Table of Contents
Key Points:
- South Africa’s GDP grew by 0.6 percent in 2023, avoiding a technical recession.
- CEOs highlight job creation, state capacity, and public-private partnerships as economic solutions.
- Discovery CEO Adrian Gore advocates for economic growth and transparency to boost the economy.
Adrian Gore, CEO of Discovery, recently shared his insights on how South Africa can boost its economy during an episode of “The Money Show with Bruce Whitfield.”
Despite a 0.6-percent GDP growth in 2023, the country narrowly avoided a technical recession, and GDP per capita lagged behind population growth. Gore, along with other top CEOs, emphasized job creation, improving state capacity, and fostering public-private partnerships as key strategies to enhance economic growth and stability.

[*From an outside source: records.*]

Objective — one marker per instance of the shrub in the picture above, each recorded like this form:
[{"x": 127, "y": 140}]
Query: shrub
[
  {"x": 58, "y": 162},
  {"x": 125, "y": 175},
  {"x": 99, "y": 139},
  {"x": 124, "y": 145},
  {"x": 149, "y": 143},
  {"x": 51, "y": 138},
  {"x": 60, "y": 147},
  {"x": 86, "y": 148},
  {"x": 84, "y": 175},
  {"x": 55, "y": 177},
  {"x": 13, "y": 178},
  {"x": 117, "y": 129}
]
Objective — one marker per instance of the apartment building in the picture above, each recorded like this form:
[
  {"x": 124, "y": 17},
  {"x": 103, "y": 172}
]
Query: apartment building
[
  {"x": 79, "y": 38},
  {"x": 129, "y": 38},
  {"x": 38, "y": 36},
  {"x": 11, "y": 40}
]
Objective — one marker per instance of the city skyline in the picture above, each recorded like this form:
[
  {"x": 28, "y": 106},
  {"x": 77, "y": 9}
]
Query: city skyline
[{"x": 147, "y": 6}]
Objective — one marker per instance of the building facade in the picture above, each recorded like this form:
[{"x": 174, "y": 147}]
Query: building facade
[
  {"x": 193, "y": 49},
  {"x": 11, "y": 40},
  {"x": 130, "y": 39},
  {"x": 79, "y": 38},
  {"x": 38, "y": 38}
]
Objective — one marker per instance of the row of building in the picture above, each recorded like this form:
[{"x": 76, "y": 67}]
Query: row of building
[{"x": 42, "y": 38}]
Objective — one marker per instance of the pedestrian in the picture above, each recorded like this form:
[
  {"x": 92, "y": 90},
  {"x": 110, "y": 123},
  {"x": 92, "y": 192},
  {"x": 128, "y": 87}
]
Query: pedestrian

Despite these challenges, South Africa’s economy is expected to improve in 2024, with Bank of America economist Tatonga Rusike forecasting a GDP growth of 1.3 percent. Other analysts predict around 1 percent growth this year.
In a recent episode of The Money Show with Bruce Whitfield, Discovery CEO Adrian Gore, Standard Bank CEO Sim Tshabalala, and Investec Bank CEO Cumesh Moodliar discussed what could save the South African economy. Each executive offered insightful solutions to propel economic growth.
Adrian Gore, Discovery CEO
Adrian Gore, a prominent voice in the discussion, highlighted the resilience of South Africa’s economy, noting that it avoided a recession in 2023 despite heightened load shedding. However, Gore stressed that job creation through economic growth is crucial. He pointed out that when the economy grows at 3 percent or more, there’s only a 0.7-percent increase in jobs, while a stable or 1 percent growth results in a contraction.
Gore suggested that the Presidential task team Operation Vulindlela should establish a unit focused on economic growth and jobs. He also highlighted the positive impact of transparency on government plans, which can act as a “defibrillator” for the economy.
Sim Tshabalala, CEO Standard Bank
Sim Tshabalala agreed with Gore on several aspects, adding that the state needs to be capacitated and work closely with civil society and businesses to accelerate growth. He advocated for the acceleration of the Public Service Amendment Bill, which would introduce transparent and competitive recruitment processes in the public service, improve pay, and elevate the status of civil servants. Tshabalala cited Singapore as a model for this approach.
Cumesh Moodliar, CEO Investec Bank
Cumesh Moodliar called for greater public-private partnerships (PPPs). With South Africa’s debt-to-GDP ratio over 74%, the nation is limited in its ability to raise capital on international markets. Moodliar proposed integrating private capital into PPPs, pointing to successful examples like the Gautrain and some toll roads.
Moodliar emphasized that PPPs in renewable energy projects, rail, and ports could yield significant benefits. He explained that South Africa’s manufacturers, producers, and miners need mobility to export products and maintain employment levels. “PPPs lead to infrastructure development, job creation, innovation and technology transfer, skills transfer, improved service delivery, and ultimately revenue generation,” said Moodliar. “All these elements together drive the economic flywheel.”
The insights shared by these top CEOs underscore a multifaceted approach to reviving South Africa’s economy, emphasizing job creation, state capability, and strategic partnerships.